Putting People At The Heart Of Our Economic Recovery

The Andrews Labor Government is putting Victoria’s greatest asset at the centre of its economic recovery – its people.

The global pandemic has shaken economies right around the world – Victoria included. But our success in driving down cases means that we are in a strong position to rebuild, recover and grow.

As we do, every Victorian in every suburb, region and rural community will be at the heart of our recovery – with our success measured not only by the wealth of our economy but also the wellbeing of our people.

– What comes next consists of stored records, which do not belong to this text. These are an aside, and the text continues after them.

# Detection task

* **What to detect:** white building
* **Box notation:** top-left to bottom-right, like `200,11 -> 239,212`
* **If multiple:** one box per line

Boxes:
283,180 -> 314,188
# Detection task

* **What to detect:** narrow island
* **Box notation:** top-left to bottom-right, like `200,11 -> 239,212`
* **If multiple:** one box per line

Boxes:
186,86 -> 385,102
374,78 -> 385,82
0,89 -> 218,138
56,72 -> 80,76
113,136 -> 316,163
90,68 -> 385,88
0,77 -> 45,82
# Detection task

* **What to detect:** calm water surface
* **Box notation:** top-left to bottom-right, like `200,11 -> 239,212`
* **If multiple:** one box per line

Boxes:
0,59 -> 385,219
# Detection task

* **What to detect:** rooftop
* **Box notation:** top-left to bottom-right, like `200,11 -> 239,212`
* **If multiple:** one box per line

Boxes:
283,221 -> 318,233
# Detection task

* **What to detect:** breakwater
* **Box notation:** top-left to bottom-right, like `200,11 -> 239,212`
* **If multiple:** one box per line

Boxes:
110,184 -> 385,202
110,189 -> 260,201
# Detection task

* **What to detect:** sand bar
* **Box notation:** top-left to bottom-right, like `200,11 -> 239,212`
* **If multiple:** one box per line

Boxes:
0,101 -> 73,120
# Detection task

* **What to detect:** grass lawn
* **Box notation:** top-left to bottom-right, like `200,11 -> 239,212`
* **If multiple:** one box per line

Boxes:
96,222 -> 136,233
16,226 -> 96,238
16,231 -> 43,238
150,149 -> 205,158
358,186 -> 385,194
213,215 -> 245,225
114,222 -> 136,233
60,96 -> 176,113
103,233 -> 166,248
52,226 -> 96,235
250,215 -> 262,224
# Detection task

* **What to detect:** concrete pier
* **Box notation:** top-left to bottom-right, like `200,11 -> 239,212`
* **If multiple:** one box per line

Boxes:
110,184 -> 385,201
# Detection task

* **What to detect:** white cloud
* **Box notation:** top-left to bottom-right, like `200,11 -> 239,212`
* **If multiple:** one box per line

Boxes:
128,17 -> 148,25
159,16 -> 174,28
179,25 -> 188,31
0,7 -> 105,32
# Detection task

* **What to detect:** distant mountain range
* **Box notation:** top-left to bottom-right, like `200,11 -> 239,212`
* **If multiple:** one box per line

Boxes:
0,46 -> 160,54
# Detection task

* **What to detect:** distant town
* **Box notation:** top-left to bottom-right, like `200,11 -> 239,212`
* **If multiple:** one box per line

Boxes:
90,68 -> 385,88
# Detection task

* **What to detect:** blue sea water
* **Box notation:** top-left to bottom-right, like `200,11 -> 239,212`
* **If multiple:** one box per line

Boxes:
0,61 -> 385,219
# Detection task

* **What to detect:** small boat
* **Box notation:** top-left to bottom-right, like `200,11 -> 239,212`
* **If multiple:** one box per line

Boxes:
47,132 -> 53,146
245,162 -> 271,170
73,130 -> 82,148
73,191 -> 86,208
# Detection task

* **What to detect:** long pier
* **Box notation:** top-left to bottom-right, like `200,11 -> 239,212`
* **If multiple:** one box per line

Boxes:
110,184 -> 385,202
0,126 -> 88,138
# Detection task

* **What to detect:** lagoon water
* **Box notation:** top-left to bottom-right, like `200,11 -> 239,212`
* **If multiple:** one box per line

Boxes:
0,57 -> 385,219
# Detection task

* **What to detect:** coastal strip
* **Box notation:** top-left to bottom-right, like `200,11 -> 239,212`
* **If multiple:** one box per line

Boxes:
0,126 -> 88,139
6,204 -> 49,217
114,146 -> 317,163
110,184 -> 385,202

The centrepiece of the Victorian Budget 2020/21 is the Jobs Plan, which sets an ambitious target to create 400,000 jobs by 2025, and half of those by 2022 – because we understand a job means certainty and security for workers and their families.

The Labor Government’s Jobs Plan will help drive our economic recovery – helping businesses big and small create jobs across the state, while using the power of our projects to get more Victorians back into work.

By using the strength of the state’s balance sheet, we’re able to protect the budgets of households and businesses across Victoria. And we’re able to do it, thanks to the Labor Government’s sound financial management over the past six years.

We are well positioned not only to cushion the blow of the global pandemic but draw on the opportunities and options we need to see our state’s economy roar again.

The Budget lays bare the economic impacts of the global pandemic on our state. Total revenue is down 4.2 per cent compared with 2018/19, while state tax revenue has fallen 9.7 per cent this year alone.

Once again, Victoria has been short-changed by Canberra on GST at the worst possible time. Changes made by the Federal Government, costing Victoria almost $1 billion a year, have contributed to a $12.6 billion write-down over four years.

Despite these challenges, the Government has invested more than $13 billion to respond to the global pandemic, providing unprecedented support to households and businesses to make sure they see it to the other side.

These factors mean we project a deficit of $23.2 billion this year, forecast to reduce to $6.8 billion in 2023/24.

Like all jurisdictions around Australia and globally, governments are relying on the strengths of their balance sheets to protect household and business budgets by increasing net debt to manageable levels.

Both the Reserve Bank of Australia Governor, Dr Philip Lowe, and the Commonwealth Treasury Secretary, Dr Steven Kennedy, have urged jurisdictions to make use of record low interest rates to help stimulate the economy, creating jobs and protecting communities.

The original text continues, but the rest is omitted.